Мысль о том, что всё это не на самом деле, что это всего лишь сон, хотя и очень явственный и впечатляющий, принесла ему некоторое облегчение. Он выдавил на лице некое подобие улыбки и взглянул вокруг более уверенно и спокойно.

И дрогнул от изумления и радости, увидев Олю. Она стояла рядом с ним, почти касаясь его плечом, и смотрела на него, как и во время их давешнего разговора, широко распахнутыми сияющими глазами, в которых он прочитал, – или ему показалось, или он поспешил уверить себя, что прочитал, – и любовь, и нежность, и надежду, и призыв, и ещё что-то трудноуловимое и неизъяснимое, чему он не мог дать названия. Он ответил ей, насколько это было в его силах, таким же выразительным, проникновенным взглядом, в который постарался вложить всё переполнявшее его чувство, и, немного склонившись к ней, сказал глуховатым, замирающим голосом:

– Ты здесь! Ты нашла меня…

Она слегка кивнула и чуть прикрыла глаза, затенив их густыми ресницами.

Он, с трудом удерживая учащённое дыхание, наклонился к ней ещё ближе и прошептал:

– Мне было так одиноко в этой толпе без тебя. Я так ждал тебя… Как хорошо, что ты пришла!

Её губы дрогнули. Глаза вспыхнули каким-то новым, несказанным, загадочно мерцавшим светом, а затем почти сразу же притухли и заволоклись лёгкой дымкой. И голос был странный, изменившийся, как будто не её, когда она медленно, растягивая слова, произнесла в ответ:

– Мне тоже было грустно без тебя… Я искала тебя… И очень рада, что нашла.

Он, не отрывая от неё влюблённых, восхищённых глаз и чувствуя, как сердце колотится и чуть не выскакивает у него из груди, а по телу разливается приятное томление, стремительно превращавшееся в нестерпимый жар, проговорил подрагивающим, звенящим шёпотом:

– Значит… ты тоже любишь меня? Как и я тебя.
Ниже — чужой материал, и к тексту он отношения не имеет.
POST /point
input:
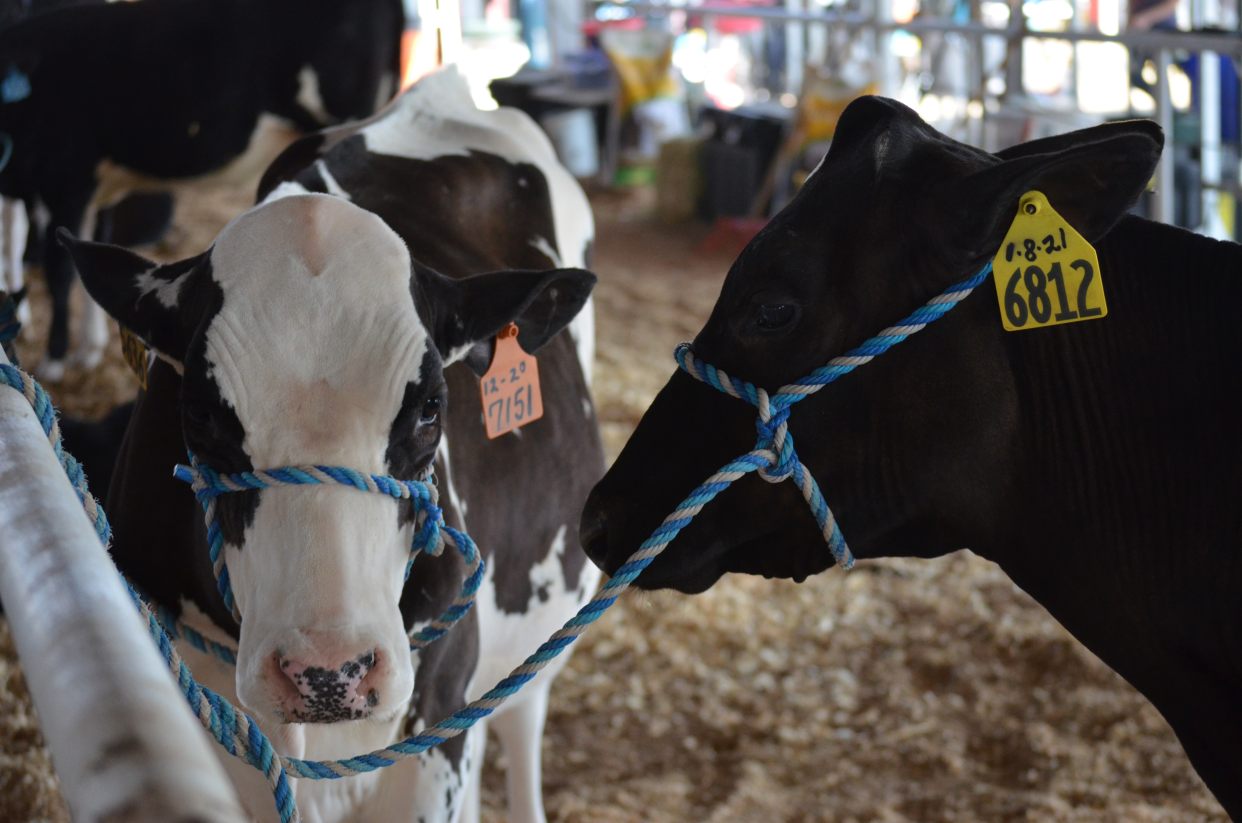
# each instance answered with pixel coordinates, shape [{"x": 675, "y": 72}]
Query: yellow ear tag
[
  {"x": 1045, "y": 272},
  {"x": 511, "y": 386},
  {"x": 135, "y": 353}
]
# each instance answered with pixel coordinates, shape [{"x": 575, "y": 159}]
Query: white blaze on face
[{"x": 313, "y": 346}]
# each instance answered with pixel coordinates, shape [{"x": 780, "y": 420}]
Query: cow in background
[
  {"x": 1096, "y": 462},
  {"x": 345, "y": 320},
  {"x": 98, "y": 101}
]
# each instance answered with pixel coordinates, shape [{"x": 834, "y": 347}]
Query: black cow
[
  {"x": 1097, "y": 462},
  {"x": 99, "y": 99},
  {"x": 319, "y": 332}
]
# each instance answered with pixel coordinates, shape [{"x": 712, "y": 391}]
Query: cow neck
[{"x": 774, "y": 457}]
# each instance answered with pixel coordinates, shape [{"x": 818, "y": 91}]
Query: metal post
[
  {"x": 795, "y": 52},
  {"x": 1014, "y": 52},
  {"x": 124, "y": 742},
  {"x": 1165, "y": 196}
]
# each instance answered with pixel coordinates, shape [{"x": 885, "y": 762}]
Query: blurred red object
[{"x": 738, "y": 25}]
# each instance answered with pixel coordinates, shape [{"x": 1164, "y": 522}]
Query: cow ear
[
  {"x": 468, "y": 313},
  {"x": 145, "y": 297},
  {"x": 1092, "y": 178}
]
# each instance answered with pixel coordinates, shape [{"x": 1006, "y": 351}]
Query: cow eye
[
  {"x": 196, "y": 416},
  {"x": 430, "y": 411},
  {"x": 774, "y": 317}
]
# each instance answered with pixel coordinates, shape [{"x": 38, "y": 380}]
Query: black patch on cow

Она, немного помедлив, будто в раздумье, качнула головой, скользнула по нему неопределённым, косвенным, по-прежнему притушенным взглядом и, словно озябнув, передёрнула плечами.

Но ему уже не нужно было её подтверждений. Важнее всего для него было само её присутствие, её близость, ощущавшаяся им физически и наполнявшая его душу теплотой, отрадой, волнующим ожиданием каких-то неизведанных, ещё не испытанных им радостей и восторгов. Не в силах сдержать себя, он порывистым жестом привлёк её хрупкое, податливое тело к себе, обнял её за плечи и погрузил лицо в её пышные мягкие волосы, жадно вдыхая их благоуханный, дурманящий аромат, от которых у него тут же закружилась голова, а перед глазами завертелся бешеный вихрь разноцветных сверкающих огней и световых пятен.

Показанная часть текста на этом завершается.